AJR  Columns :     THE ONLINE FRONTIER    
From AJR,   May 2003

The Scoop on Kids   

How will today’s kids access news when they grow up? Look at how they use the Web.

By Barb Palser
Barb Palser (bpalser@gmail.com), AJR's new-media columnist, is vice president, account management, with Internet Broadcasting.     


"To get news you go online, obviously," says 10-year-old Stephanie Danner, "or you watch the TV."

Well, obviously.

Words dropped so casually by a 10-year-old kid might feel like a punch in the gut to a newspaper publisher. On the other hand, when have 10-year-olds ever been enchanted by newspapers? Never. It's not extraordinary that print failed to make Danner's list of favorite news sources, but that the Internet did.

This particular kid is a budding reporter who has had an e-mail account for five years and made that particular statement while serving on a panel at a recent University of California, Berkeley, conference titled "Connecting with the Wired Generation."

Danner pays more attention to journalism than her peers do, but her bond with the Internet is utterly normal. The children and young adults who constitute Generation Y--those born between 1977 and 1994--are spending their formative years surrounded by digital media. As former Xerox chief scientist John Seely Brown explained in his keynote for the March conference, "bits are very close to oxygen" to them. They are the tidal wave that will push digital communication forward.

Eighty-three percent of American 13- to 17-year-olds had Internet access in 2002, according to a study (which included school use) released by the Corporation for Public Broadcasting in March. Meanwhile, just 60 percent to 70 percent of adults have Internet access, according to estimates. The Internet is the only news medium used more heavily by young adults than by their elders.

More important than numbers are the ways in which this generation experiences the Internet and how that medium could shape its news habits. Most youngsters aren't looking for news yet; they're doing homework, playing games and chatting with one another. But by investigating how they interact, play and learn, we can predict how they might behave as adults:

• They'll take advantage of choice.
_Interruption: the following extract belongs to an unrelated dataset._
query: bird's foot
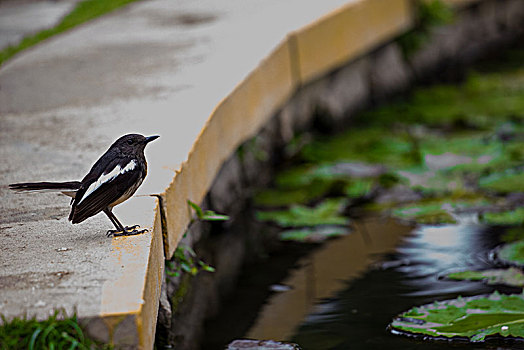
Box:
[106,225,148,237]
Internet and satellite TV users already have a world of media at their fingertips, but it takes a profoundly global story like the war in Iraq to make most Americans tune in to international perspectives. The barriers are cultural, habitual and technological. For Web-savvy kids who already chat with peers around the globe and use search engines that don't discriminate between CNN and the BBC, using both regional and international news sources will come more naturally.

• They'll practice verification by corroboration. No longer tethered to the mainstream news brands, how will Generation Y know what to believe? The kids on the Berkeley panel had a ready answer: Simply hit Google for two more sources. While it's far from foolproof, their corroborative approach to information-gathering distinguishes these news consumers and gives them confidence to venture past their parents' comfort zones.

• They'll be information hunters. The problem with newspapers, in the view of Danner and her cohorts, is that "usually [what I want] is not there." That complaint presupposes that one knows what one wants. As this group comes of age, they will appreciate how leafing through print media can expose them to new ideas--but they'll still enjoy burrowing into the Web. Picture an inclusive media diet, in which people use general news sources and then move to focused, interactive content.

• They will expect to learn by experiencing. A state budget calculator that puts users in the shoes of legislators; a baggage screening simulator; an interactive tour of the human heart: Today's more innovative news sites are already invested in the premise that showing the news is often more effective than telling it. We can expect this form to explode when it comes in contact with a population raised on the Web and complex simulation games.

• They will be discriminating about presentation. As much as they appreciate the Internet, kids are curmudgeons when it comes to cluttered Web sites, annoying ad formats and the rubbish that washes up with every Google search. Many news sites are about as user-friendly as stone tablets. In the usability department, nobody gets a free pass.

For the record, most of the kids on the Berkeley panel (again, not your typical teens) agreed that magazines and newspapers do have a place in their lives. This is not about one medium's supremacy over the others. If Generation Y takes after today's most avid and savvy adult Internet users--who access wide-ranging and hands-on news sites--journalism will have to recalibrate its picture of the average news consumer, both online and off.